Aristotle’s word on the matter is quite simple: God is so radically and infinitely superior to puny mortals, and has absolutely nothing in common with our finite selves, that friendship is not possible. The Bible echoes the view taken by Aristotle in several places (see, for example, Psalm 139, Job, and Ecclesiastes), but also contains a rich treasury of insights regarding the real possibility of God deigning to befriend us, much like a king freely extending his hand to a pauper with a genuine desire to share his regal life in some way.
Moses, we are told in Exodus 33:11, frequently speaks with the Lord “face to face, as one man speaks to another.” Yet just a few verses after this mysterious statement, Moses requests to see the Lord’s glory, and the Lord replies, “But my face you cannot see, for no one looks upon me and lives” (Exodus 33:20). What are we to make of this apparent contradiction? According to St. Gregory of Nyssa in his beautiful Life of Moses, this passage teaches us that our sight can never rest fully on the divine presence; rather, the vision of God is a matter of falling ever deeper in love with the infinite God: “God would not have shown Himself to [Moses] if the sight were such as to bring the desire of the beholder to an end, since the true sight of God consists in this: that the one who looks up to God never ceases in that desire.”
The privilege of accepting the friendship of God, in other words, implies that we will always yearn to drink from the nourishing spring that we can never exhaust. In fact, friendship with God implies a relentless attraction, an endless pursuit on our part that never ultimately allows us to grasp the ever-elusive God. But it is precisely in this awareness of God’s utter transcendence that we perceive the radical gift of love offered to us in the revelation of the Son of God. While Jesus Christ, the perfect expression of God’s love, refers to his disciples as friends (John 15:15), he also notes what is required for us to share in that love, that friendship bonding us to him and, by extension, to the Father: the imitation of his own love even unto death. “Unless a grain of wheat falls to the ground and dies,” he observes, “it remains a grain of wheat; but if it dies, it bears much fruit” (John 12:24).

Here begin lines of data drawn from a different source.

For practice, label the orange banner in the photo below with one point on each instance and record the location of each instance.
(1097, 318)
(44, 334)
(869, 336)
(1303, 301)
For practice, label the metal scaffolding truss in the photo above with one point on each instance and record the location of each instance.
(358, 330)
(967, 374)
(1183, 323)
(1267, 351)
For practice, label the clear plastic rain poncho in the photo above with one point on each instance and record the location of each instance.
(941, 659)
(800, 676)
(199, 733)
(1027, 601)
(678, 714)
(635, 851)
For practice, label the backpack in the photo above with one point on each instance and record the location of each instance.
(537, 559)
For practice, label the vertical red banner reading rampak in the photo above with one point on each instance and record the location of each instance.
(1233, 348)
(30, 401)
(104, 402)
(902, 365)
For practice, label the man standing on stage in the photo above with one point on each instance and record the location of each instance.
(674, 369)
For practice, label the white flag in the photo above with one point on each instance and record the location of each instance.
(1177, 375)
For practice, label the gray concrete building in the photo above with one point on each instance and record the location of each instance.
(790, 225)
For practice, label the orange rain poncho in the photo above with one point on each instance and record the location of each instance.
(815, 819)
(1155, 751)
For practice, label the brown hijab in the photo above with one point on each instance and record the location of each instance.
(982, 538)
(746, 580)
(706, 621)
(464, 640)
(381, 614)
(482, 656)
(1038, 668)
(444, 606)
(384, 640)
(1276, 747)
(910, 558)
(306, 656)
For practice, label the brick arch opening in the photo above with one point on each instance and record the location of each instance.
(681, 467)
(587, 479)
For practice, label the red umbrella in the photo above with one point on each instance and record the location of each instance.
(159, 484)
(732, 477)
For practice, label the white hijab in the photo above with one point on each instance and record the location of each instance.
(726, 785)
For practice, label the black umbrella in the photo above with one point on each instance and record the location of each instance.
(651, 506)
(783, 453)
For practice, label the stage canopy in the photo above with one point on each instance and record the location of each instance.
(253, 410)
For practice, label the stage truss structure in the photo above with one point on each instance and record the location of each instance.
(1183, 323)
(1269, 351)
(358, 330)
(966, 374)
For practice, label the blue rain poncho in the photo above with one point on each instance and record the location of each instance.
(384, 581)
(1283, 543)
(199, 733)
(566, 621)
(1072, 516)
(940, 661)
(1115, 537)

The immensity of the divine love poured out by Christ on the cross reflects the immensity of the gift: our friendship with God is founded on our privileged status as sons and daughters, “joint heirs,” as St. Paul puts it, with Christ the ever-living Son (Romans 8:14-17). We even dare to say, again with St. Paul, that we are members of Christ’s body (1 Cor 12:12-27), making our earthly bodies the dwelling place of the Holy Spirit (1 Cor 6:19-20). That filial relationship to God is expressed in the hierarchy of love by which we live – proper love of ourselves, our neighbor, and our God. The friendship we gain as adopted children of our heavenly Father in no way diminishes the infinite mystery that separates us from the inscrutable God. On the contrary, the revelation of Christ bridges that awesome gap, and allows us to see the Father in a way that Aristotle and even Moses never did: it permits us to look upon the face of the elusive God in the person of Christ our brother. We therefore utter the lines of Psalm 27 with our own self-reflection, the appealing eyes of our neighbor, and the silent Lord who meets us in the Eucharist all before us: “Your face, O Lord, I seek; hide not your face from me.”